ECB Wants Ability To Freeze Bank Withdrawals

The European Central Bank (ECB) steps up efforts to launch a tool that would enable financial regulators to stop customers from withdrawing cash when a bank is about to go under.

According to news from Bloomberg, ECB Executive Board Member Sabine Lautenschläger said banking resolution cases in 2017 provide evidence that the tool, which would render a bank’s accounts and liabilities frozen for five days, is necessary.

“If we have a long list of exemptions and we have a moratorium that doesn’t work, I do not want to have a moratorium tool,” Lautenschläger told a conference in Frankfurt. “Then you will never use it.”

Bloomberg noted that European Union (EU) member states seem to be on board, based on a paper from earlier this month that suggests authorities would be able to cap bank deposit withdrawals after an institution has been declared to be failing or likely to fail. The paper said the moratorium can apply to eligible bank deposits and that “resolution authority should carefully assess the opportunity to extend the suspension also to covered deposits, especially covered deposits held by natural persons and micro, small and medium-sized enterprises, in case application of suspension on such deposits would severely disrupt the functioning of financial markets.”
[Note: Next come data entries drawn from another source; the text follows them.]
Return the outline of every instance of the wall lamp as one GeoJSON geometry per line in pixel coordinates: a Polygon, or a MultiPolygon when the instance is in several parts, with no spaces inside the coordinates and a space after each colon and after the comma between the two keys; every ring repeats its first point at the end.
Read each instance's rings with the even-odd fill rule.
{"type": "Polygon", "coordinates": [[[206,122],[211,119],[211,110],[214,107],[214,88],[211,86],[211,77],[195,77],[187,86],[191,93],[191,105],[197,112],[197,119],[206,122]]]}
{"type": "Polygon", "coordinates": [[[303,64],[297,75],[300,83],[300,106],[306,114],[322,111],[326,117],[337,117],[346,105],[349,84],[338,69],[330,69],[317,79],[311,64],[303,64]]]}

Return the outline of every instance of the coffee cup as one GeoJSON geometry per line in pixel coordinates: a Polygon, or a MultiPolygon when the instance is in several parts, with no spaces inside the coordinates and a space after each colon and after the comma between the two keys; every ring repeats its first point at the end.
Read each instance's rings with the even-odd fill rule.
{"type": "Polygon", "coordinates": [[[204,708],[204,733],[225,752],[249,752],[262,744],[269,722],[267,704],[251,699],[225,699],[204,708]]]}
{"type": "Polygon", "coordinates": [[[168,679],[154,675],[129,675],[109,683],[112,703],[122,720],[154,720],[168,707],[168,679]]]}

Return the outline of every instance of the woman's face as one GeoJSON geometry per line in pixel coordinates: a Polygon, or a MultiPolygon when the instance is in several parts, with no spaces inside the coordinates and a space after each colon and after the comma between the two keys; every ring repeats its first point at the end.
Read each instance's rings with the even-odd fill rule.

The newswire stated that EU members might give up on a proposal in which financial regulators can render accounts frozen even before the bank is declared to be failing or likely to fail. If that proposition were allowed to move forward, industry representatives contend it could weaken a firm or force it into resolution.

“Either it’s a moratorium tool with a very broad coverage, or you don’t need it,” Elke Koenig, the head of the EU’s Single Resolution Board, said in Frankfurt. “A discussion about a moratorium except for all deposits — there is not much of a point.”

The moratorium was proposed by the European Commission’s executive arm as part of an effort to upgrade the Bank Recovery and Resolution Directive.